Much bioinformatics research is involved with the gathering, storage, and retrieval of large quantities of diverse information. We wish to not only perform these tasks, but also to use computational approaches to gain new knowledge by inferring functional interactions among such diverse data. We call our approach functional bioinformatics. (download our paper or source code). For information about the Duke University Ph.D. Program in Computational Biology and Bioinformatics follow the link below:
We use functional network inference algorithms to integrate the multiple levels of organization in the songbird brain system. Functional network inference algorithms have appeared in the past few years as a method to deal with the large amounts of gene expression data available from microarrays. They are used to infer gene regulatory interactions, or “functional networks”, from the correlational expression data obtained from microarrays. Using expression level information from either multiple samples of a system in different states or a time series of points, these algorithms calculate which genes appear to be regulators of other genes, that is, which genes increase or decrease the expression of other genes. Most work on functional network inference algorithms has concentrated on interpreting data on gene expression only; however, we have expanded some of these algorithms to apply to other data types such as electrophysiological activity and behavior of the animal.
Functional networks are representations of functional interactions. Each element, or node, in a network represents a single variable which can have multiple values. Nodes are graphically represented as ovals containing the variable name. Networks also have links, which are drawn as lines between two nodes, and which represent a correlation between the values of the nodes. Links can be directed (drawn as an arrow), which generally indicates a causal interaction. For example, the network depicted represents a cyclic regulatory cycle: increasing values of A cause increasing values of B, increases in B causes increases in C, and increases in C regulate the cycle by causing a decrease in A.
There are three major types of functional network inference algorithms: pair wise, equation-based, and network-based. The results of all these algorithms can be represented graphically as a functional network (see figure above), but they differ in the method of obtaining the links representing regulation.
Pair-wise algorithms consist of finding pairs of genes whose expression levels are correlated, and suggesting one to be the putative regulator of another. The process of correlation can be quite complex, using time-lagged correlation, fuzzy logic, or other methods. Many of these algorithms have a cut-off for significance of the correlation or a maximum number of genes another can be connected to in order to limit the interactions found.
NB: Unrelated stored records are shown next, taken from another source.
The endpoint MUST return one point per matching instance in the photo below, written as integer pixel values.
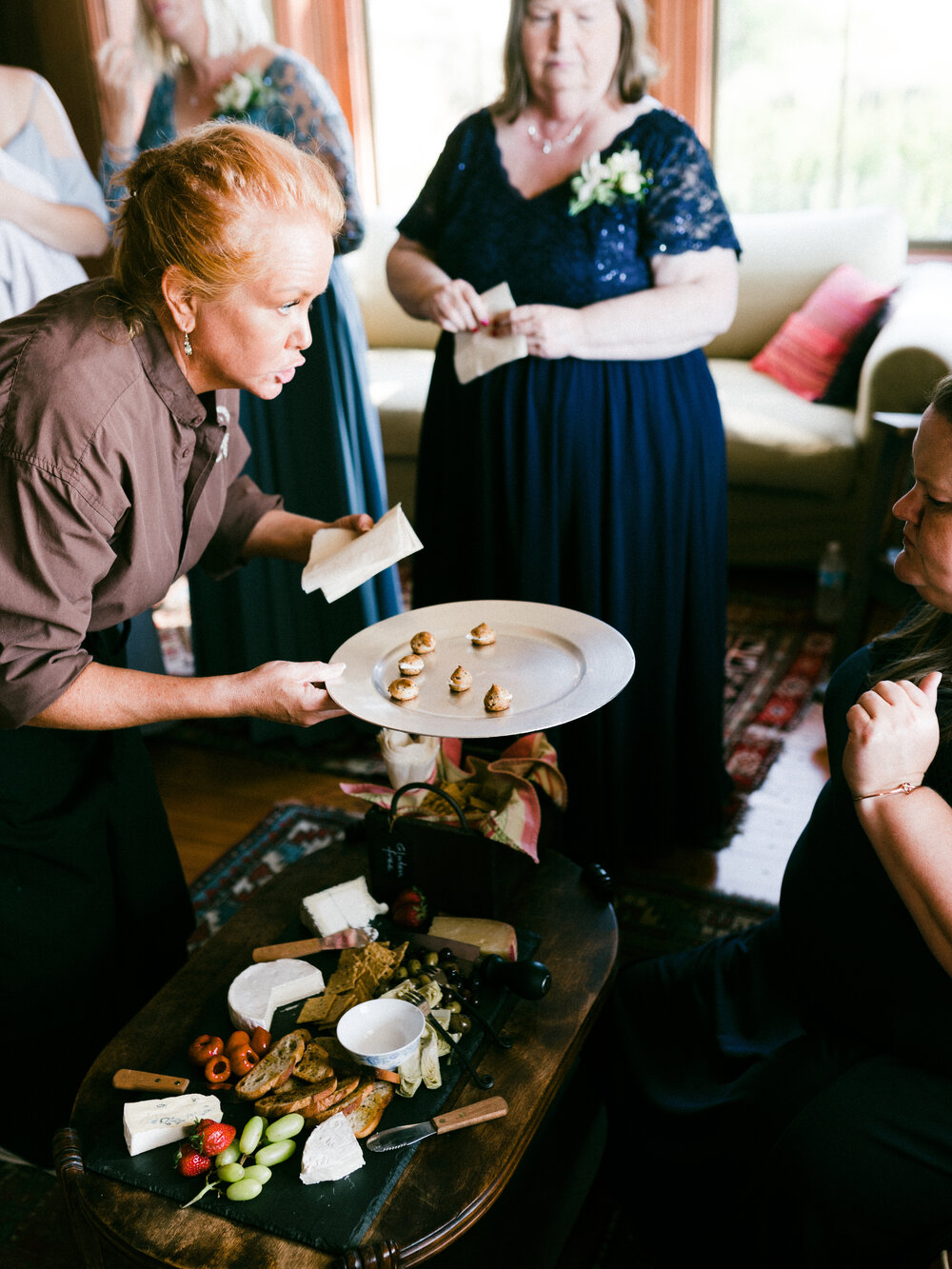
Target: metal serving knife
(478, 1112)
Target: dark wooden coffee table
(447, 1187)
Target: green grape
(276, 1153)
(231, 1173)
(251, 1135)
(288, 1126)
(244, 1189)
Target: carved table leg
(69, 1169)
(375, 1256)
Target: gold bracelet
(905, 787)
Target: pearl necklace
(547, 146)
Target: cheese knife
(478, 1112)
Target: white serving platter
(558, 664)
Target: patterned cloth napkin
(498, 799)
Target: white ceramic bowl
(381, 1032)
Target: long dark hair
(923, 640)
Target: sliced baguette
(365, 1119)
(346, 1105)
(288, 1100)
(315, 1065)
(276, 1066)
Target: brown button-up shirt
(114, 480)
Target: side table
(871, 570)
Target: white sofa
(798, 471)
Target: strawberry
(190, 1161)
(209, 1138)
(409, 909)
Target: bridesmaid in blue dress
(589, 473)
(319, 443)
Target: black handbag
(456, 868)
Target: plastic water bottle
(830, 585)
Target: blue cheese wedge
(341, 907)
(266, 986)
(148, 1124)
(330, 1153)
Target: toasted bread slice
(276, 1066)
(330, 1101)
(365, 1119)
(345, 1105)
(387, 1077)
(315, 1065)
(286, 1100)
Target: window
(837, 103)
(432, 62)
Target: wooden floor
(213, 800)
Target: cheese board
(331, 1216)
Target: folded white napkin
(478, 351)
(345, 559)
(407, 758)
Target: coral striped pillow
(807, 349)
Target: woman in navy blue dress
(790, 1089)
(589, 473)
(319, 443)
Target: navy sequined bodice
(480, 228)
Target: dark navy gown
(788, 1090)
(593, 485)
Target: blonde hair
(232, 27)
(197, 203)
(923, 640)
(634, 71)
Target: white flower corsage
(620, 176)
(246, 91)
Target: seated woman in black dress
(795, 1082)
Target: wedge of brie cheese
(341, 907)
(148, 1124)
(263, 987)
(330, 1153)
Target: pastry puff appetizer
(460, 681)
(423, 643)
(404, 689)
(483, 635)
(497, 700)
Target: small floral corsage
(247, 91)
(620, 176)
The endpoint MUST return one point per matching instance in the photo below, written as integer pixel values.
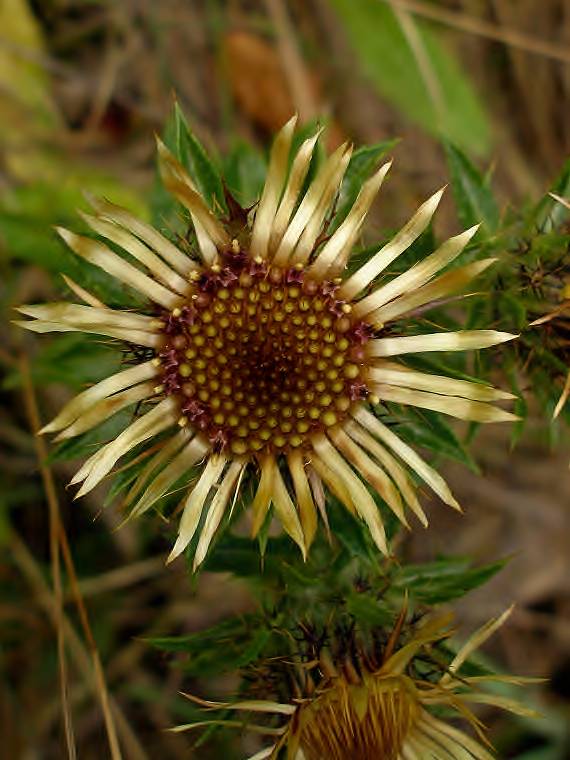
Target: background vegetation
(478, 94)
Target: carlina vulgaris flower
(367, 704)
(265, 356)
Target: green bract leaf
(444, 579)
(473, 197)
(550, 213)
(189, 151)
(362, 163)
(390, 63)
(244, 173)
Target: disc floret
(263, 357)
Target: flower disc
(261, 358)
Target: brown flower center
(364, 721)
(263, 357)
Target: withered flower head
(266, 355)
(357, 708)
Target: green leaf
(231, 644)
(428, 429)
(350, 531)
(365, 608)
(194, 158)
(389, 62)
(362, 163)
(473, 197)
(444, 579)
(244, 173)
(549, 213)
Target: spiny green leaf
(444, 579)
(365, 608)
(428, 429)
(550, 213)
(362, 163)
(473, 197)
(194, 158)
(244, 173)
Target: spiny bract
(266, 355)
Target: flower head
(354, 701)
(264, 355)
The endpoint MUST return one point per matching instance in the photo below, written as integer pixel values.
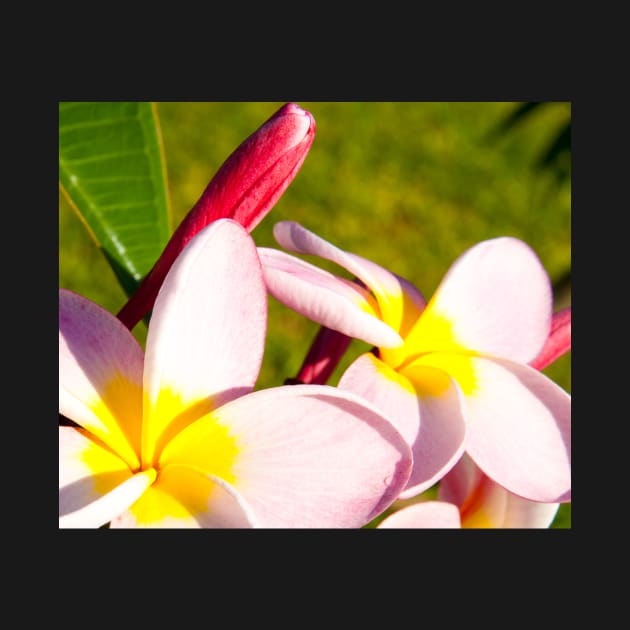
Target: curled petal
(424, 515)
(245, 188)
(334, 302)
(400, 303)
(206, 339)
(184, 497)
(424, 404)
(300, 456)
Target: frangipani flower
(452, 375)
(469, 499)
(245, 188)
(176, 436)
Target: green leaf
(113, 174)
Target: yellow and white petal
(424, 515)
(95, 484)
(100, 374)
(329, 300)
(399, 301)
(300, 455)
(207, 332)
(485, 504)
(184, 497)
(424, 405)
(495, 299)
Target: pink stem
(558, 342)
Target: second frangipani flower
(451, 374)
(175, 437)
(469, 499)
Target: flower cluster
(450, 397)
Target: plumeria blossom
(245, 188)
(558, 342)
(177, 437)
(469, 499)
(451, 374)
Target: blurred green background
(409, 185)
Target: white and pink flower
(176, 436)
(451, 374)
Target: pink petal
(399, 301)
(245, 188)
(334, 302)
(207, 333)
(558, 342)
(305, 456)
(100, 374)
(495, 299)
(424, 515)
(94, 484)
(432, 424)
(520, 430)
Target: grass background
(409, 185)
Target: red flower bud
(245, 188)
Equation-based algorithms relate the expression of each gene to the expression level of all other genes in the form of an equation. These equations can be linear, non-linear, and/or differential equations. Putative regulators are identified by solving the set of equations for the weights which relate each gene to the others. These weights represent the regulatory influence of each gene on the others. Generally, only a few weights in the equation for a single gene differ considerably from zero and thus are considered putative regulators of that gene.
Network-based algorithms come in two basic types: Boolean and Bayesian. The best network to describe the data is found, often using a heuristic search method which tries multiple different networks before deciding on a best solution.
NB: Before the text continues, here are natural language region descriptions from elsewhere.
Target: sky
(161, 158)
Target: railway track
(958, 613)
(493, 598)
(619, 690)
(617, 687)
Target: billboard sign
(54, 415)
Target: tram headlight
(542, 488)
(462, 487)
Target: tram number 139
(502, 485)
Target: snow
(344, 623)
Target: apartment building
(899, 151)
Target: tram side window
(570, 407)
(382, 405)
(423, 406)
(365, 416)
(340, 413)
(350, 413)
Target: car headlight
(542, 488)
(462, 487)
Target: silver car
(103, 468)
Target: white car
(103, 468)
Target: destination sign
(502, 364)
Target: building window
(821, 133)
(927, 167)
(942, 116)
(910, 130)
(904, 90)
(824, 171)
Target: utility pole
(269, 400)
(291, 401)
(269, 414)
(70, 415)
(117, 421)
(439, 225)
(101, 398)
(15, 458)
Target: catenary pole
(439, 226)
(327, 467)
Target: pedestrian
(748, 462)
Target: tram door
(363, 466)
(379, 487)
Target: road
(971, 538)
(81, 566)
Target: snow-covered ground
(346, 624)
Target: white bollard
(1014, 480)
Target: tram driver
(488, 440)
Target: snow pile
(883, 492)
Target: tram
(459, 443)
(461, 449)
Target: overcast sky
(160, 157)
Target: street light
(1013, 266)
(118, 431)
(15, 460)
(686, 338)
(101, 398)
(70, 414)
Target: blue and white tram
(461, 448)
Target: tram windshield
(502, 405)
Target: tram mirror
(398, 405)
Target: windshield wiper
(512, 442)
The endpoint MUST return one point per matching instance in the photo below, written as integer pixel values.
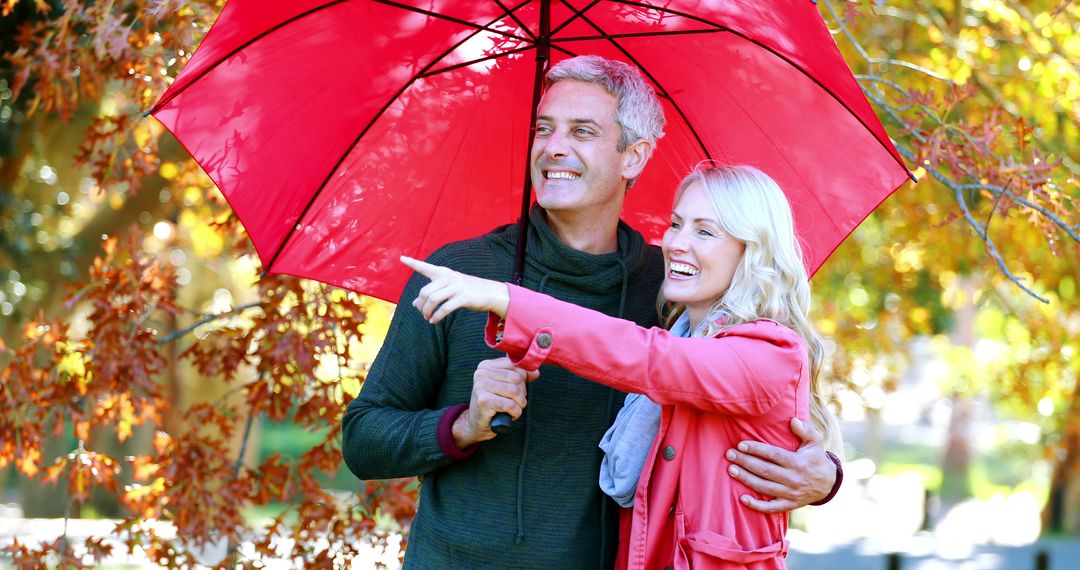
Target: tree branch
(980, 230)
(208, 319)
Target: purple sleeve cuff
(836, 485)
(445, 433)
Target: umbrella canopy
(348, 133)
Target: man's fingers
(775, 505)
(495, 403)
(504, 364)
(806, 432)
(760, 485)
(768, 452)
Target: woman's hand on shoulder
(450, 290)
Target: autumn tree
(107, 341)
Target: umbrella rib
(451, 18)
(636, 35)
(781, 56)
(574, 17)
(651, 78)
(486, 58)
(515, 18)
(564, 50)
(213, 66)
(367, 127)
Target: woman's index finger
(422, 268)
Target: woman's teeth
(683, 269)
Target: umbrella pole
(543, 56)
(500, 423)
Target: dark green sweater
(530, 498)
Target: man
(530, 498)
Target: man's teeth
(683, 269)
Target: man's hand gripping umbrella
(498, 385)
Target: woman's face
(701, 258)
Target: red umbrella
(347, 133)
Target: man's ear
(634, 159)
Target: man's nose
(555, 146)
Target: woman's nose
(678, 241)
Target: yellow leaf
(169, 171)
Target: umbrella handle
(500, 422)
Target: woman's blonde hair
(770, 281)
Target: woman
(741, 360)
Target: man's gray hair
(638, 113)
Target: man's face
(576, 164)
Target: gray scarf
(628, 442)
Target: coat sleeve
(744, 370)
(389, 430)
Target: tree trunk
(1062, 512)
(956, 462)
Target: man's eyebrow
(575, 121)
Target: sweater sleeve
(389, 430)
(744, 370)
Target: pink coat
(744, 383)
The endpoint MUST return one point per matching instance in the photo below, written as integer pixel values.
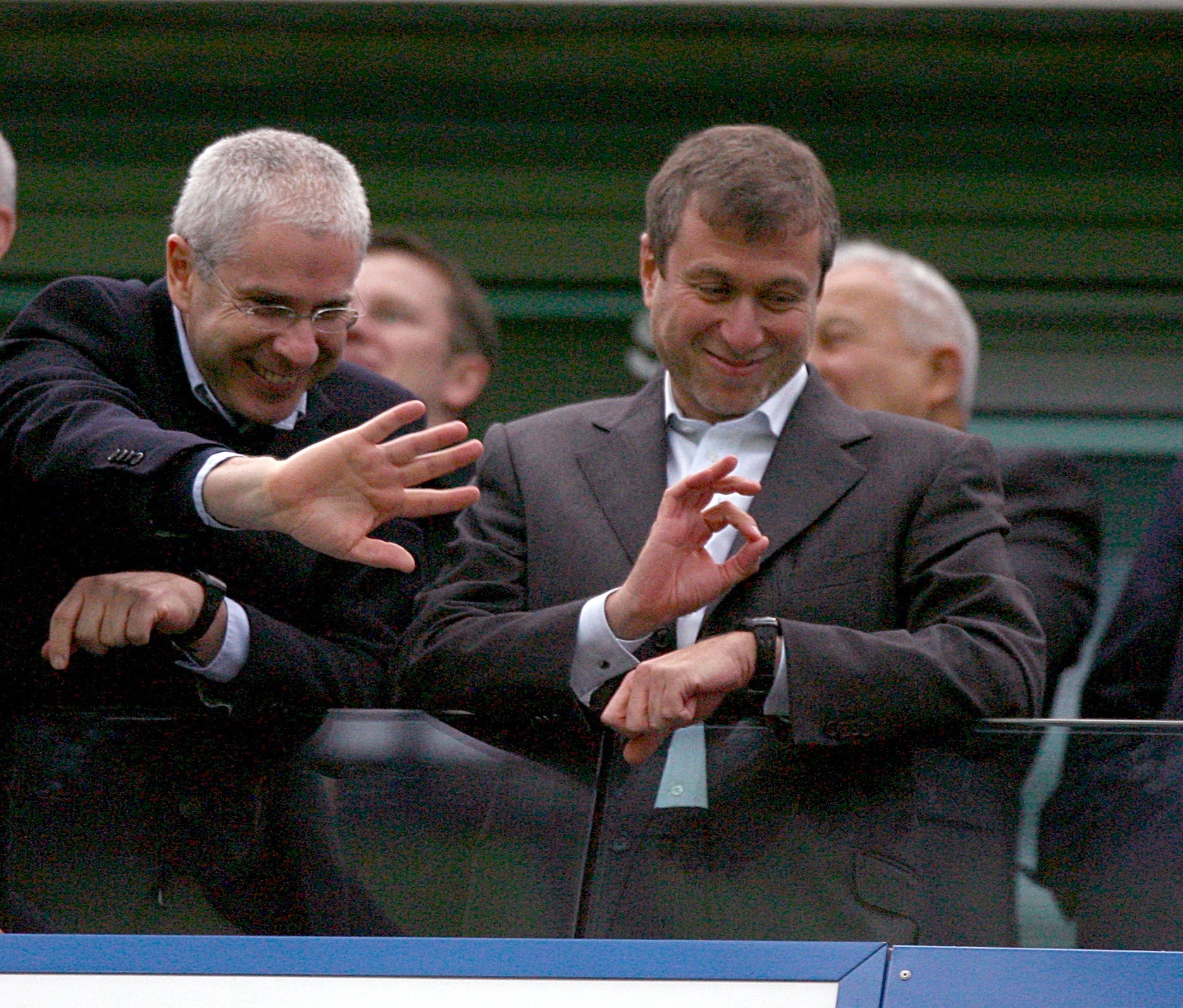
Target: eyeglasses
(277, 318)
Boolean networks assume genes have only two states, on and off. Genes are connected to each other with logical relationships, for example: “If gene A is on, then gene B is on”. Logical operations such as “AND” and “OR” can be included in these relationships. A gene included in the “if” portion of such a statement is considered a regulator of a gene included in the “then” portion.
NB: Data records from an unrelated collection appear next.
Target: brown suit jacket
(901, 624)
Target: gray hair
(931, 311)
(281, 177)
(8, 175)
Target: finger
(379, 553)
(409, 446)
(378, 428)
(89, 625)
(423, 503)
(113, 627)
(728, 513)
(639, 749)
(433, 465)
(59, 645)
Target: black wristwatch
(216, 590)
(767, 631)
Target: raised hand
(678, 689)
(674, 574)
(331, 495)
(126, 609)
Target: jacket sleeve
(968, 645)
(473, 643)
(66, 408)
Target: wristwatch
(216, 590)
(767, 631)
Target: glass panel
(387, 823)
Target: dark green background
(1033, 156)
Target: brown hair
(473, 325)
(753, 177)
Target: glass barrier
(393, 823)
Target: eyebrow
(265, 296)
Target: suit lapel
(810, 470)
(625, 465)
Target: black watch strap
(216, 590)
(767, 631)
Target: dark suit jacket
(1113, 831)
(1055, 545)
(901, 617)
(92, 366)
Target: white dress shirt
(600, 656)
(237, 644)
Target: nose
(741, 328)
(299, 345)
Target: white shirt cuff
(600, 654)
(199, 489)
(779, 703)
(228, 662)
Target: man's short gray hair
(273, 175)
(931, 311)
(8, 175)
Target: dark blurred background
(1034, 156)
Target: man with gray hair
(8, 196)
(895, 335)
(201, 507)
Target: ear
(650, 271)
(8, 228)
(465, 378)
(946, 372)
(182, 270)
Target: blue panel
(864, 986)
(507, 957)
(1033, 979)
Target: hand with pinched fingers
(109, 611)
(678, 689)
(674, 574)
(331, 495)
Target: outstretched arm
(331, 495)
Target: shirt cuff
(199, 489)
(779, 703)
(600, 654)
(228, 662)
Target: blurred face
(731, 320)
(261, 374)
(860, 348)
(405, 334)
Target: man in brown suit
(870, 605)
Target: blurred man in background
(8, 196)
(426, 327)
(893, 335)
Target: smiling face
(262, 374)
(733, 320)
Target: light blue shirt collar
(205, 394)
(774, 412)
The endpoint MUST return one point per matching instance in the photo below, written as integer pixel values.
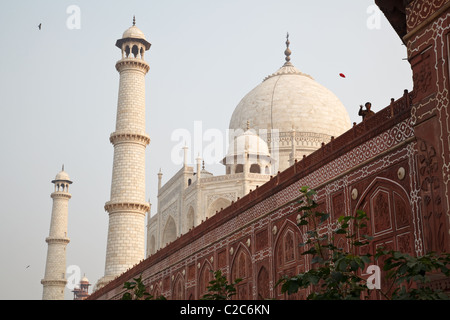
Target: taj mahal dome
(287, 116)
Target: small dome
(62, 176)
(133, 32)
(250, 142)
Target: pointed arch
(178, 288)
(152, 244)
(388, 206)
(288, 259)
(241, 268)
(190, 218)
(204, 277)
(170, 231)
(217, 205)
(263, 284)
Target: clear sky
(58, 89)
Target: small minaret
(54, 280)
(127, 206)
(82, 292)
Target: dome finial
(288, 51)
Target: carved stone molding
(51, 240)
(119, 137)
(59, 194)
(430, 186)
(113, 207)
(132, 63)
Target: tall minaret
(127, 206)
(54, 280)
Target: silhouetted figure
(366, 113)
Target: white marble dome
(62, 176)
(248, 142)
(290, 99)
(133, 32)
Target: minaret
(54, 280)
(127, 206)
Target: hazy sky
(58, 89)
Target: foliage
(219, 288)
(139, 291)
(409, 275)
(335, 272)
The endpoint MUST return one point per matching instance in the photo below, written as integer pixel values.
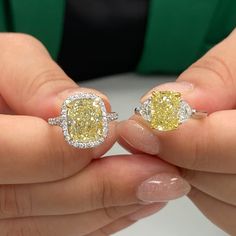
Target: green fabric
(3, 23)
(179, 32)
(42, 19)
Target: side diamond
(145, 110)
(185, 112)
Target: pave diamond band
(166, 111)
(58, 121)
(84, 120)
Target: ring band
(84, 120)
(166, 111)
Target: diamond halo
(84, 127)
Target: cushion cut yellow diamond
(165, 107)
(85, 120)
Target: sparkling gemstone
(85, 121)
(165, 106)
(185, 112)
(145, 110)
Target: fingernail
(162, 188)
(182, 87)
(146, 211)
(139, 137)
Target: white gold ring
(166, 111)
(84, 120)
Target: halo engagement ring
(84, 120)
(166, 111)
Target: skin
(205, 150)
(46, 186)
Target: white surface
(179, 218)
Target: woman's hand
(204, 149)
(49, 188)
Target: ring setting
(166, 111)
(84, 120)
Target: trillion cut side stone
(145, 110)
(85, 120)
(185, 112)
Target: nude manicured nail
(146, 211)
(139, 137)
(162, 188)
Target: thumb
(210, 83)
(31, 82)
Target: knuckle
(200, 151)
(102, 188)
(15, 201)
(43, 80)
(112, 213)
(65, 162)
(21, 227)
(216, 65)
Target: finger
(31, 82)
(4, 108)
(127, 221)
(210, 83)
(31, 151)
(219, 186)
(212, 146)
(113, 181)
(207, 85)
(220, 213)
(75, 224)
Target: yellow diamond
(85, 120)
(165, 107)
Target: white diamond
(146, 110)
(185, 112)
Bayesian networks represent probabilistic connections between genes. A regulatory link between two genes indicates that knowing the value of one helps predict the value of the other. For example, a link from gene A to gene B might indicate that if gene A is high, then gene B has a 90% change of also being high, an 8% of being medium, and only a 2% chance of being low.
Evaluating the success of functional network inference algorithms presents a large problem because it is not feasible to experimentally validate all the putative regulatory links discovered, which can number in the 1000’s. It could take several careers to validate even a single functional network! Therefore, we have created a framework using computer simulation to evaluate these algorithms. We create a computer simulation based on a biologically realistic functional network, sample data from this simulation as one would sample from a real system in a biological experiment, then apply the functional network inference algorithms to this sampled data. We evaluate the success of an algorithm by comparing the algorithm’s resulting putative functional network to our original simulated network. The better the match, the better the performance of the algorithm.
Our paper, Evaluating functional network inference using simulations of complex biological systems, published in Bioinformatics18 Suppl. 1: S216-S224, and the follow-up paper, Influence of network topology and data collection on network inference from Pacific Symposium on Biocomputing 2003, describe this framework and our use of it to evaluate a Bayesian network algorithm.